In 2023, two former female employees that Niantic laid off sued the company for denying equal pay to female employees and to women of color. One employee accused the company of being paid $10,000 less than her job's posted pay range, and between 2021 and 2023, she had learned that a less experienced male colleague had a higher salary than her.

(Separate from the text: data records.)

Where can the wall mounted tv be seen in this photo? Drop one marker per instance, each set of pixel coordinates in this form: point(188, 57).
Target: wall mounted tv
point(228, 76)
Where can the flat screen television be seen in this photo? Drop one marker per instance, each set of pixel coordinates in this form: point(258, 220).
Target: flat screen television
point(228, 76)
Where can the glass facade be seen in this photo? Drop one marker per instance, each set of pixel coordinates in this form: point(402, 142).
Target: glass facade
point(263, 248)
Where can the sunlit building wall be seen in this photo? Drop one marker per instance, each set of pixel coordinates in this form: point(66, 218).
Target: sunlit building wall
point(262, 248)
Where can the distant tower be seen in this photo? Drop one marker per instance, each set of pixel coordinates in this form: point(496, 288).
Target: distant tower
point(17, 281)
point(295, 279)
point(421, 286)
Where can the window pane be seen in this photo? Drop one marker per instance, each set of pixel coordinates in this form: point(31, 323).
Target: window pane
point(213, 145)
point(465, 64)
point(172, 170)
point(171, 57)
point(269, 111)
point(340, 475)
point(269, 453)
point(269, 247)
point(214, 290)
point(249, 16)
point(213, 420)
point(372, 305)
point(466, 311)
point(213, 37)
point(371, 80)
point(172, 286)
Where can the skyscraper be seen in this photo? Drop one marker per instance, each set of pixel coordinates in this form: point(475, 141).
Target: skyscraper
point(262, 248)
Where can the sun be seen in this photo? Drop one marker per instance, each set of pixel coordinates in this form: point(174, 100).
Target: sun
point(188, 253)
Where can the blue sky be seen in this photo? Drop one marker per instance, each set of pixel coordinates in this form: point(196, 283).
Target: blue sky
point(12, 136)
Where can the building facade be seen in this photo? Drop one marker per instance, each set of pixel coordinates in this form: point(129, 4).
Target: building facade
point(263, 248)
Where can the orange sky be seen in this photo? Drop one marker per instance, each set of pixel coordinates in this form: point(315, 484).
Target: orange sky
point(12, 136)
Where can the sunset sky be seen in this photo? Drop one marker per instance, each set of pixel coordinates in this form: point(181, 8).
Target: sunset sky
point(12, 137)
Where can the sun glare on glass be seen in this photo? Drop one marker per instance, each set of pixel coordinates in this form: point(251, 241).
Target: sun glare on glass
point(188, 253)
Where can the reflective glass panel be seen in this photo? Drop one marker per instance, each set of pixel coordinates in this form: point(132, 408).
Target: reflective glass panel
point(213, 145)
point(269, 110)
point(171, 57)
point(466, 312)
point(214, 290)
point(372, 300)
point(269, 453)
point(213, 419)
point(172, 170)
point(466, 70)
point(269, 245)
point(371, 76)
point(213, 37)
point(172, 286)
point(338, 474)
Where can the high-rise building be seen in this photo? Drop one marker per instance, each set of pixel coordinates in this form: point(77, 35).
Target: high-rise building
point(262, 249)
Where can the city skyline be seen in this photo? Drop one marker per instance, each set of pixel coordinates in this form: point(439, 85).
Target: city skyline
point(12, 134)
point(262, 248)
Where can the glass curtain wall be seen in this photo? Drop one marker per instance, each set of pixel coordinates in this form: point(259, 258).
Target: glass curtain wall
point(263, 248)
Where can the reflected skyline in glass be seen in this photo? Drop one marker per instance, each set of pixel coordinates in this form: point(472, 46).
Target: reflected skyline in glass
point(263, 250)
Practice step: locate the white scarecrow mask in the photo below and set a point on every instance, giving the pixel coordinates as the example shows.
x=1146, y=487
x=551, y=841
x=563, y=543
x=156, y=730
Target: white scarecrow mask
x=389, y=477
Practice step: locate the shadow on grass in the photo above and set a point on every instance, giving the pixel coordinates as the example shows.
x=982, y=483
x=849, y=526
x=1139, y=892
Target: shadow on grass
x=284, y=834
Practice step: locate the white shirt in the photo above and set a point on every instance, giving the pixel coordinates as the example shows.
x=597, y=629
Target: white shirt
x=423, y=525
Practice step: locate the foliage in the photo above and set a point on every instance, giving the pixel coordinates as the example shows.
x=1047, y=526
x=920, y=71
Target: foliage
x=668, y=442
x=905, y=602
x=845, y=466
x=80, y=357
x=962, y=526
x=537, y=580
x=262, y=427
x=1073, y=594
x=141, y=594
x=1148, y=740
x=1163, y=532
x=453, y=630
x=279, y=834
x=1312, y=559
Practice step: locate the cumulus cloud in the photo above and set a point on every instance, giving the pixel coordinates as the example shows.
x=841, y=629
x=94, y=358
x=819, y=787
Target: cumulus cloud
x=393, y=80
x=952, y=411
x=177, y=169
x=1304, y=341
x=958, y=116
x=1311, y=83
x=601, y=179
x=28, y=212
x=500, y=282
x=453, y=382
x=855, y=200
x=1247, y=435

Wolfpack, a human resources for women, found in a survey that many female employees viewed Niantic as "sexist" and referred to them as a "boys' club".

===Spoofing===
On June 15, 2019, Niantic sued Global++, an unauthorized third-party software created by an "association of hackers" which allowed players to spoof their GPS location to cheat in Niantic's augmented reality games, including Ingress and Pokémon Go. Niantic claimed that the hacked versions of the applications were infringing on their intellectual property rights. The developer of Global++ earned money by selling subscriptions and asking for donations via the hacked apps. This resulted in Niantic forcing the developers to terminate their illegitimate distributions of the hacked apps and reverse engineering the games' codes. Global++ had to shut down their services, PokeGo++ and Ingress++, and their social media services. Niantic has also claimed that Global++ was also in the process of creating Potter++—shortly before the release of the actual content—which Niantic stated would harm the success of the game. The lawsuit was settled for $5 million following a decision on January 12, 2021, and Niantic was granted a permanent injunction.

===COVID-19 pandemic===
In August 2021, Niantic faced criticism from the Pokémon Go playerbase due to reverting safety measures implemented during the COVID-19 pandemic, in which gym and PokéStop interaction distances were increased from 40 to 80 meters. New Zealand and the United States were the first countries to have the pandemic bonuses revert on August 1. The Delta variant of COVID-19 in the U.S. became dominant in July 2021, along with outbreaks. Players began boycotting Pokémon Go in the first week of August 2021. Niantic responded to the community on August 26 by permanently changing the interaction distance to 80 meters.

In April 2023, Niantic changed the game's remote raiding feature, which was introduced during the pandemic. The in-game prices for remote raid passes were increased, and the number of remote raids a player could do was limited to five a day.